By SCOTT MCKIE B.P.
ONE FEATHER STAFF
Officials from the Eastern Band of Cherokee Indians (EBCI) and the Great Smoky Mountains National Park are happy with the implementation of the sochan (Rudbeckia laciniata) gathering agreement between the two governmental entities, but they see room for improvement. Entered into in March, officials have monitored the success of the agreement which currently allows up to 36 EBCI tribal members to harvest sochan in a traditional manner.
According to information from the Park, “Park and EBCI staff completed a review of traditional gathering activities conducted in 2019 and identified three possible amendments to improve the agreement: 1) allowing permitted tribal members the choice of gathering a portion of the sochan leaf known as the turkey foot or gathering whole sochan leaves; 2) clarifying text regarding gathering activities near visitor centers, trailheads, campgrounds, and picnic areas; and 3) establishing a sochan research area that would be off limits to gathering.”
Public comment is being sought until Sunday, Jan. 12, 2020. Community members wishing to voice their opinion on these amendments, can read the entire amendment and comment online at https://parkplanning.nps.gov/grsm and clicking on “Sochan Gathering for Traditional Purposes – General Agreement Amendment 1” or mail comments to: Great Smoky Mountains National Park, Attention: Environmental Planning and Compliance, 107 Park Headquarters Road, Gatlinburg, TN 37738.
Joey Owle, EBCI Secretary of Agriculture and Natural Resources, noted, “EBCI Natural Resources staff have worked closely with GSMNP staff on the creation, implementation, and monitoring of the activities allowed under the General Agreement for Sochan Gathering for Traditional Purposes by enrolled EBCI members.”
He added, “Following a successful inaugural season of sochan gathering in the Great Smoky Mountains National Park, our teams met regularly to discuss and analyze the findings from the control plots, harvest results and testimonials from permitted gathers, and how to improve the process for the 2020 harvesting season.”
Cassius Cash, Great Smoky Mountains National Park superintendent, noted, “Overall, the season went well.
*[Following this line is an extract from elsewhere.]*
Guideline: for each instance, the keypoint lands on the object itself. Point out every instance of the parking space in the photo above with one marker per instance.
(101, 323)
As with any new process, there is a learning curve and we’re striving to make it more efficient in the future. We believe the proposed amendments will help clarify the gathering process so that it’s easier to understand and implement. The key to the success of the program has been communication. Park staff and EBCI leadership established a working team that met monthly leading up to the issuance of the permits and continues to meet regularly. “
Secretary Owle is also happy with the relationship between the Tribe and the Park. “We appreciate Superintendent Cash’s support of moving forward with a proposed amendment to the General Agreement that aims to enhance the gathering practices for enrolled members of the EBCI.”
He encourages participation in the comment period. “I would like to encourage our community members to take advantage of the public comment period and participate in this important process.”
The National Park Service put into practice new regulations in August 2016 whereby members of federally recognized American Indian tribes can legally perform traditional gathering of plants in national parks that encompass their traditional territory. As part of those new rules, tribes must enter into agreements with their local park such as the EBCI did with the Great Smoky Mountains National Park.